Wygląda na to, że my wszystkie depresyjne... U mnie w domu z tego wszystkiego warczymy na siebie, każdy jest wykończony, w domu ktoś musi być cały czas bo mamy też babcię z Alzheimerem. Czasami jak już nie ma wyjścia to ją zostawimy samą ale i tak jest strach i myślenie co się dzieje w domu.
Tata nie przejawiał agresji w szpitalu, na personel się zamknął w sobie. Wykryli u niego depresję, odkąd odzyskał przytomność i więcej świadomości przychodzi psycholog, dostał też jakieś leki na te ciężkie poranki. Ale silny był, jak się zdenerwował na etapie poruszania ustami, że go nie rozumiemy to potrafił złapać za bluzkę i mocno pociągnąć. Ale było też parę śmiesznych sytuacji, np. jak się zniechęcił że go nie rozumiem co mówi i mu powiedziałam, że to my jesteśmy debile, że go nie rozumiemy, że on dobrze mówi tylko głosu nie wydaje to nawet się śmiał. Bardzo dużo po minach, wyrazie twarzy można odczytać, ale to wszystko wiecie :)
Co do ćwiczeń, dużo by opisywać. Do nas na ok 45 min prawie codziennie przychodziła pani fizjoterapeutka i ćwiczyła przy łóżku. Lewą rękę w ten sposób usprawniła jeszcze zanim poszliśmy na rehabilitację. My mieliśmy za zadanie masować, głaskać - jak umiemy i pilnować żeby w stopy było ciepło (ciągle z tym mamy problem), masować stopy, rozgrzewać, zakładać ciepłe skarpetki, przykrywać. To samo z niewładną ręką i barkiem.
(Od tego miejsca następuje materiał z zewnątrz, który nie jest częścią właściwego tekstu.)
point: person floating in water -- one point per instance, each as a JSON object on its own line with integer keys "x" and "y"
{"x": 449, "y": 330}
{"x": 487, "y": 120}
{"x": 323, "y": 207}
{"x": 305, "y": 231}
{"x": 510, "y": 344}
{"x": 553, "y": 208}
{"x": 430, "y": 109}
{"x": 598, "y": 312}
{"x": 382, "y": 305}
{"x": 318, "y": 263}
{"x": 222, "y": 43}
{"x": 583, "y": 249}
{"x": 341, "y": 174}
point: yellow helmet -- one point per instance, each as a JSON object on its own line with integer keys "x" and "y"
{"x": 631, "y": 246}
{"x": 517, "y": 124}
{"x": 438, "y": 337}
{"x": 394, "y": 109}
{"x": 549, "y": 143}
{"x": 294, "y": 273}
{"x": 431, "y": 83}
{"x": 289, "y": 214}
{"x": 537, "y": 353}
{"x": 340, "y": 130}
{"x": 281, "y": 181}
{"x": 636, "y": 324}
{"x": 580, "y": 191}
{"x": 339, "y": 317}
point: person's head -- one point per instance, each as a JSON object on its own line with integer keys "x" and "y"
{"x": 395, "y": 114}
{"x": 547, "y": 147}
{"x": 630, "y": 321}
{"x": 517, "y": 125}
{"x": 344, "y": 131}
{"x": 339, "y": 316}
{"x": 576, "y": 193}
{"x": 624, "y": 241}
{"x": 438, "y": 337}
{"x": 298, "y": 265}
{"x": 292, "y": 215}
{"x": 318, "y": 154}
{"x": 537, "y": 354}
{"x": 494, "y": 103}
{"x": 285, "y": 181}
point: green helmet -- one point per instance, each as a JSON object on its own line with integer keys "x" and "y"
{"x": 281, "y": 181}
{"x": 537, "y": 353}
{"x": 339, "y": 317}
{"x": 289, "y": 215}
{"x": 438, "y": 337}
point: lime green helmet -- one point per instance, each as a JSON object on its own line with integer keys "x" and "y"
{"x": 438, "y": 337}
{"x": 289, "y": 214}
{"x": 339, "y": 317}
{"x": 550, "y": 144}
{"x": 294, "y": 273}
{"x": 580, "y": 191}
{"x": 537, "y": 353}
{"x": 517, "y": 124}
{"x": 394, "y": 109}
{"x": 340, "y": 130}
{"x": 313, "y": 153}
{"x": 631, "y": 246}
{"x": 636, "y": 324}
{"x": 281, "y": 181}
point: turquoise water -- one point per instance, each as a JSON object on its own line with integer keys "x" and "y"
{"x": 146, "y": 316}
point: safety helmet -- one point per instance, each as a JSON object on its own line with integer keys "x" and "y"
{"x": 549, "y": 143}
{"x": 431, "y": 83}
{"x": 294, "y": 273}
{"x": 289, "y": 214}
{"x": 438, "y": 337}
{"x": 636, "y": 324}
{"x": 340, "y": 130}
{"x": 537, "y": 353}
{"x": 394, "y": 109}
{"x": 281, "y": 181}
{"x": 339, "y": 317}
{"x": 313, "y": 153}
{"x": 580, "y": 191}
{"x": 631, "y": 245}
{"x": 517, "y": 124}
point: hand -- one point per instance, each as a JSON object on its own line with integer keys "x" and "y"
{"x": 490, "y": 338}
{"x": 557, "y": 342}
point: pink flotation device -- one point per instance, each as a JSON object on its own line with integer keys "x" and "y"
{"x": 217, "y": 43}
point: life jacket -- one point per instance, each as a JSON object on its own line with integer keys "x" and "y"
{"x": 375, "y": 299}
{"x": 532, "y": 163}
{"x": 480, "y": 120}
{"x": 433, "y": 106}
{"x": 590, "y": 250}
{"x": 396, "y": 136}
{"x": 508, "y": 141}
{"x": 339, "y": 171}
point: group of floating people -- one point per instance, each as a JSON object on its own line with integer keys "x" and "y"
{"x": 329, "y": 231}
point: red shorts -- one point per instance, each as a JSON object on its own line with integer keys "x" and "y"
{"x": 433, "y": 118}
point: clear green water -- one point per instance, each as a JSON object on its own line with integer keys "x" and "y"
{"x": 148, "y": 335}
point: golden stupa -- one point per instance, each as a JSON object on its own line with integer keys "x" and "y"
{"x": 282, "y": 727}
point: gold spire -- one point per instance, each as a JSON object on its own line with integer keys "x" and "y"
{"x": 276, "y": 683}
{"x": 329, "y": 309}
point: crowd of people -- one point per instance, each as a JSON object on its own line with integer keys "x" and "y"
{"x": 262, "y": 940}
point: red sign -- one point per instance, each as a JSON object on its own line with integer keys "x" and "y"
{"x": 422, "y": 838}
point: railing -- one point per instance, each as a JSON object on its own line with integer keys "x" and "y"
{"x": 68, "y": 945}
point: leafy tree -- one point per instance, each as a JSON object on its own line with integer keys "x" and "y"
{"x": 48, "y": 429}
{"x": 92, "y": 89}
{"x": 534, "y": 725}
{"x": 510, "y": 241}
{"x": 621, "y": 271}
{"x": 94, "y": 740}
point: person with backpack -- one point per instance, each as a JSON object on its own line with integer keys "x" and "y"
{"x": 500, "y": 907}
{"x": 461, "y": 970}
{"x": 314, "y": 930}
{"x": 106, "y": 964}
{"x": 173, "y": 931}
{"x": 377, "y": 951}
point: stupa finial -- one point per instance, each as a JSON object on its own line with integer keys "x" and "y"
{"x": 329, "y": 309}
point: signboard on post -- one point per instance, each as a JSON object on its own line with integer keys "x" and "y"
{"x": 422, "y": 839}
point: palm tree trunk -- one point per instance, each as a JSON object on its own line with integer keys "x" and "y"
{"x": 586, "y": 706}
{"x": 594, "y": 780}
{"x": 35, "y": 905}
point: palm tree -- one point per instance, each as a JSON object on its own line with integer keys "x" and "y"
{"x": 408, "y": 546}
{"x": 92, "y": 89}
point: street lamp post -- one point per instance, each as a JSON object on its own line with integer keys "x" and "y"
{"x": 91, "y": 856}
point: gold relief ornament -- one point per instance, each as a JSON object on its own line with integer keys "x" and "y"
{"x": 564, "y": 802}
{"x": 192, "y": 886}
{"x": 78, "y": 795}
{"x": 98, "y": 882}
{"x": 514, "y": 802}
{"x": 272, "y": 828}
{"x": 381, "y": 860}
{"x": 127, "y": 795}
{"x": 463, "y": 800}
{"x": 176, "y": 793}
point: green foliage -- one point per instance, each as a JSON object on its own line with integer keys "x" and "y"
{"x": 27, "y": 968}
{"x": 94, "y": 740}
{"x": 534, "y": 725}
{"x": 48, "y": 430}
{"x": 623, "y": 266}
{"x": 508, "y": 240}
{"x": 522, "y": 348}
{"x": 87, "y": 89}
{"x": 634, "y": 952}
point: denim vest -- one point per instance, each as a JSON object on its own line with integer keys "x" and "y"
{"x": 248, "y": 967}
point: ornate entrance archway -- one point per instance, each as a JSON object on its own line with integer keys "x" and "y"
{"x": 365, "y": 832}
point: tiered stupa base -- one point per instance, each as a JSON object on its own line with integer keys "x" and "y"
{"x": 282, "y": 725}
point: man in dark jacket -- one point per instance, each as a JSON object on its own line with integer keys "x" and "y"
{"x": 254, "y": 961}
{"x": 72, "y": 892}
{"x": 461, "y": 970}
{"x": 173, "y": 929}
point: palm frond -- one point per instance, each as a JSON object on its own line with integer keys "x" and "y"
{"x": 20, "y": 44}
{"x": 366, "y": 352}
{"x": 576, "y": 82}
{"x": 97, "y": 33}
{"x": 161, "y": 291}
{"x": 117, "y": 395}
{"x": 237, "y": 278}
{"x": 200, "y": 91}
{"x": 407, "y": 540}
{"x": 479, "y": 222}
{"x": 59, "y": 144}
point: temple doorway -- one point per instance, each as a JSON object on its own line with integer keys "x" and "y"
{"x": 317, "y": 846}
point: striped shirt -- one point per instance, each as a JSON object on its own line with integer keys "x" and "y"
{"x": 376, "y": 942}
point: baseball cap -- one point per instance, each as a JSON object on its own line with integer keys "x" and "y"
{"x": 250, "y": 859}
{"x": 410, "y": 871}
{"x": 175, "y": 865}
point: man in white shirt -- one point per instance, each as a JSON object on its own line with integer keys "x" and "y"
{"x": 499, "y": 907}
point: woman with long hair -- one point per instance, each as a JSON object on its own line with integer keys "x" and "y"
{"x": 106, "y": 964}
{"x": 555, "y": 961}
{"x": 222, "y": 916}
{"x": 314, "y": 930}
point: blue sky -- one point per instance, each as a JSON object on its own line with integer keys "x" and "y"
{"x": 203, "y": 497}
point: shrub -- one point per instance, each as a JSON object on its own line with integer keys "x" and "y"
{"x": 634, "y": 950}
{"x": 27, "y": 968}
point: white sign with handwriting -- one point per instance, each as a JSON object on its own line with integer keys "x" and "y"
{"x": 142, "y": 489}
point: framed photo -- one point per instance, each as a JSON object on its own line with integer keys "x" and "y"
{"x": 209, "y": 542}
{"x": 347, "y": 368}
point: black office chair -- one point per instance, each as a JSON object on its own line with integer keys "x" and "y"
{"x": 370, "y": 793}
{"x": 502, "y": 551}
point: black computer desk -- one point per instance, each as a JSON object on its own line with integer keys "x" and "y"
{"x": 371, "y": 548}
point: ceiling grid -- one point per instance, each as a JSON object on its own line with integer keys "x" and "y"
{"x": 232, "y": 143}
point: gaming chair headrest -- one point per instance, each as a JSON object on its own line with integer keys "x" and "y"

Bark jest ważny żeby nie marzł, miał cieplutko i był dopieszczony. My długo baliśmy się sami cokolwiek zrobić bo tata miał kroplówki, wkłucia centralne, dreny, wiecie jak strasznie to wygląda na początku. I pilnować odżywiania, nam jak pozwolili donosić jedzenie to już było niedożywienie. Tata ma zrosty w biodrze i go bolą przy ćwiczeniach, ale żeby stanął na nogi to nie ma zmiłuj, pot i łzy się leją, my wspieramy i musi być dobrze!